The mud smeared across Nico’s white apron comes from a large planter full of moist soil and worms. Nico loves the worm composting station at Tucson Village Farm, 4210 N. Campbell Ave.
He’ll need a hose-down, says Carter. Not uncommon.
Nico and his 11-year-old sister Luna Powell have grown up on this farm smack-dab in the middle of urban Tucson.
Carter, 47, the farm’s program director, noticed years ago that her kids would “snack their way around the garden,” eating peas and tomatoes by the handful.
“They just grew up eating fresh foods, which is why I wanted to start a farm, so other kids could experience it, too,” Carter says.
The Tucson Village Farm walks kids and young adults through the process of food production, from seed to table. Kids plant and harvest produce and learn to cook it with other healthy ingredients. Then they enjoy the fruits — and veggies — of their labor.
Carter finds that this hands-on approach rinses away any food phobias that parents might inadvertently pass on to their children. Getting to see the food grow and then munch on it, fresh and unprocessed, often surprises even the pickiest of eaters.
Right now, the farm is on a mission to make kale cool.

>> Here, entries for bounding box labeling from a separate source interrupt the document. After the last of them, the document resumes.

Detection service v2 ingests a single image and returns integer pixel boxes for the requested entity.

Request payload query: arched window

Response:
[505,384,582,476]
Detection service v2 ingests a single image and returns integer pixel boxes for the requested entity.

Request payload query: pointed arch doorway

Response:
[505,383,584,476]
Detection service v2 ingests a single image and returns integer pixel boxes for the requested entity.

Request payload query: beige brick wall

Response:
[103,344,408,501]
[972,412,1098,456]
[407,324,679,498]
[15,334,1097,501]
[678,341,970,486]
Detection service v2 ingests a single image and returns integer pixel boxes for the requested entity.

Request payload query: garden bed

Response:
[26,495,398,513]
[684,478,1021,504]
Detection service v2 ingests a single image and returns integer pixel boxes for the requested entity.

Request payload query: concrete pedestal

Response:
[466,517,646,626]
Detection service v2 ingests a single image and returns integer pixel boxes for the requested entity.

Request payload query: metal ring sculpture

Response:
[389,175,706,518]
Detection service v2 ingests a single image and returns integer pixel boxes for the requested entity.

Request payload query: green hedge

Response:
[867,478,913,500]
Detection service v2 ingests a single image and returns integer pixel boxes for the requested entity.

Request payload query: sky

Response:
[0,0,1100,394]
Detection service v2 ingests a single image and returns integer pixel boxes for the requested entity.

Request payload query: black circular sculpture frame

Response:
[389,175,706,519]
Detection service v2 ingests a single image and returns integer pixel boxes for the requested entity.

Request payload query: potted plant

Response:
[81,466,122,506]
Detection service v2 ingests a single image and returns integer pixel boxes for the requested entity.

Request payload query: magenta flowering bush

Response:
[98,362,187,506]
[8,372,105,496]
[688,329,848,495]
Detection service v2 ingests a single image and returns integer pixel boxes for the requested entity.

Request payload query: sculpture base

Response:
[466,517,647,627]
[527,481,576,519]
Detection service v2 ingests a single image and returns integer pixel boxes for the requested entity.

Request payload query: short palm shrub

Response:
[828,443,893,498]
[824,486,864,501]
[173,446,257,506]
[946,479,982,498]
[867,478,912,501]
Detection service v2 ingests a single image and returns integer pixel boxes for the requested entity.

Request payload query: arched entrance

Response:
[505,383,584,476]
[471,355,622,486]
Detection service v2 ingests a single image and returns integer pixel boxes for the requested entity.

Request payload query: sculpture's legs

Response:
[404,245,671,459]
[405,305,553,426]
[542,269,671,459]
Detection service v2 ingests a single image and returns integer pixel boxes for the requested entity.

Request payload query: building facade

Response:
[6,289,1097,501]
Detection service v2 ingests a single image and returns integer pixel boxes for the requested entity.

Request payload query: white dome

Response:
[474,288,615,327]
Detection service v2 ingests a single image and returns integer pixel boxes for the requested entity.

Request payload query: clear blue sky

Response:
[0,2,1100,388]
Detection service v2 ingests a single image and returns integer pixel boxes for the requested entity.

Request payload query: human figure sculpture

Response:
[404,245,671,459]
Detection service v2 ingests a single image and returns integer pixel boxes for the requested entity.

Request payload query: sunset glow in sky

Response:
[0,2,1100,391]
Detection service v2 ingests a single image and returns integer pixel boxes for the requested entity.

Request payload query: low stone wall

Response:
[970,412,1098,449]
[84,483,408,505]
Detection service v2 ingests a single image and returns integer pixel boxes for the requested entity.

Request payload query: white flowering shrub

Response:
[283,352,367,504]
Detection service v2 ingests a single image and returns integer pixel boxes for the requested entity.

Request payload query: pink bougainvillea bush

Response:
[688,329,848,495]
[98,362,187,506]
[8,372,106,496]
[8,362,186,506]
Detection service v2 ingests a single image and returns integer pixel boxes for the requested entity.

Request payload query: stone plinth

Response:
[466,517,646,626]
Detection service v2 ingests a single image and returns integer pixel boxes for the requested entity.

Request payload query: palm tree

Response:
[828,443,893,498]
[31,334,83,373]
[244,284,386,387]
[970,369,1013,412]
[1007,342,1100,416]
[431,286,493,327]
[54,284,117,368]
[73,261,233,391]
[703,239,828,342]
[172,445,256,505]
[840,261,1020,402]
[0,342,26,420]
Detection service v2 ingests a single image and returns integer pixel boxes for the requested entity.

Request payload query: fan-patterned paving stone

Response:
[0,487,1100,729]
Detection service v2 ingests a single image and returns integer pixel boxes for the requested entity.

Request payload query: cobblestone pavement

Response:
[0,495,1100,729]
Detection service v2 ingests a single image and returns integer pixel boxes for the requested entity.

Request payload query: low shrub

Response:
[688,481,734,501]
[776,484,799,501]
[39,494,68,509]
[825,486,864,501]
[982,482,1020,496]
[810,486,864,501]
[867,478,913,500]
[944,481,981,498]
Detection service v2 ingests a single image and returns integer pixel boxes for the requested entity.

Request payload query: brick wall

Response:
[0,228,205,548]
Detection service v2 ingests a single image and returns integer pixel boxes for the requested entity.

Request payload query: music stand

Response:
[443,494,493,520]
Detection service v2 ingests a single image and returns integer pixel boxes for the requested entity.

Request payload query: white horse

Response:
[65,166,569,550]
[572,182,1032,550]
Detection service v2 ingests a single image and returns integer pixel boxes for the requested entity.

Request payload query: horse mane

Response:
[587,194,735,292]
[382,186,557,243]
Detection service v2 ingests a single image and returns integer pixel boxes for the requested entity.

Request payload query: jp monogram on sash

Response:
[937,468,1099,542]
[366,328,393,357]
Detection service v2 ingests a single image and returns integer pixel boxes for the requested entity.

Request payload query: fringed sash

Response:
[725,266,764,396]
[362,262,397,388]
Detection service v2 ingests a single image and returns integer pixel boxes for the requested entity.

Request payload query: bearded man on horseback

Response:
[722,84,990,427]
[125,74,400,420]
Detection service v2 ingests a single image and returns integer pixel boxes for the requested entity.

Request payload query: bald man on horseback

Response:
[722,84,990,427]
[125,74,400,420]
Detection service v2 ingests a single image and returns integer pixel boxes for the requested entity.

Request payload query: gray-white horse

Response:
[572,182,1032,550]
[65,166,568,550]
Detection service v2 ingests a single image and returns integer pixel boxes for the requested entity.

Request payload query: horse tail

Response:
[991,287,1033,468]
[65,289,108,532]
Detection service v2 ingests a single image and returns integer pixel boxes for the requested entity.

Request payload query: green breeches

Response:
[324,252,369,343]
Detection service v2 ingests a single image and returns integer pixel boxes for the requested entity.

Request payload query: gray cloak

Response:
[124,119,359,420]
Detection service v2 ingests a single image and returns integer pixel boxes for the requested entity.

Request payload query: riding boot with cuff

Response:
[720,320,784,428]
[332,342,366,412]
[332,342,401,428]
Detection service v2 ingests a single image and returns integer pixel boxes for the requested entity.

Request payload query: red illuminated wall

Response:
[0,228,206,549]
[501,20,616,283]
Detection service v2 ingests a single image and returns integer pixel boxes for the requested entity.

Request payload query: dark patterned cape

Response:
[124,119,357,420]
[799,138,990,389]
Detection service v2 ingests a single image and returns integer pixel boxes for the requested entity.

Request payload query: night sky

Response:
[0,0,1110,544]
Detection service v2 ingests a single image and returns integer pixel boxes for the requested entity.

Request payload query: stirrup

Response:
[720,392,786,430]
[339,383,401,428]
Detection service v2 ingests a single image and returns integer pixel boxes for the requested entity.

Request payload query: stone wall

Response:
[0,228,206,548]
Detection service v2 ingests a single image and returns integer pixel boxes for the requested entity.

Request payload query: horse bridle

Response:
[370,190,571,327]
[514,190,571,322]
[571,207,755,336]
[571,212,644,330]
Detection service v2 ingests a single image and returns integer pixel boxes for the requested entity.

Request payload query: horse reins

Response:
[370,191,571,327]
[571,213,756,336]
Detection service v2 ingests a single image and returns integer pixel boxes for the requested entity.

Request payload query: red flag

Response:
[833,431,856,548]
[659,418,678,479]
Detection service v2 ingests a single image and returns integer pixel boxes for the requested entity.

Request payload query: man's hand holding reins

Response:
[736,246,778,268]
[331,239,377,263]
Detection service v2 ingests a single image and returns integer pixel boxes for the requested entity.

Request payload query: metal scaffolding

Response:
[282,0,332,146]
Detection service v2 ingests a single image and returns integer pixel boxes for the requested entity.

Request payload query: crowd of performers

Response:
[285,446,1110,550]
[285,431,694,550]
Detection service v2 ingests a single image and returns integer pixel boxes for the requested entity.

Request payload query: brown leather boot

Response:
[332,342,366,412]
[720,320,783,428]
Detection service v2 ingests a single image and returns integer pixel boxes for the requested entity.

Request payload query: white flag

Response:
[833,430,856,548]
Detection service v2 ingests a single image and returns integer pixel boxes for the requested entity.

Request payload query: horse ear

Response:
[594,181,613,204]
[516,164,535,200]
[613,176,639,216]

Greens do well during Tucson winters. Kale, Swiss chard, spinach and lettuce cropped up about a month ago at the farm. From October to April, Carter can pick fresh greens and skip the grocery store.
Tucson’s cooler months are the perfect time to plant for beginners, Carter says. Starting with little plants instead of seeds will yield a faster harvest, and whether you’re planting in a garden bed or a pot, don’t skimp on soil.
Kids should get involved, too, and the earlier, the better — as young Nico demonstrated at the tender age of 3.
Back during the farm’s early years, a volunteer noticed the toddler in the carrot patch, pulling greens from the ground. Thinking he was yanking the carrots prematurely, she rushed over to him.
“He looked at her and was like, ‘I’m weeding,’” Carter says. “I could totally trust him, and there he was with his pile of weeds in the carrot patch. It’s so cool for kids, especially in the city, to have a wild place where they can be outdoors and explore and experiment.”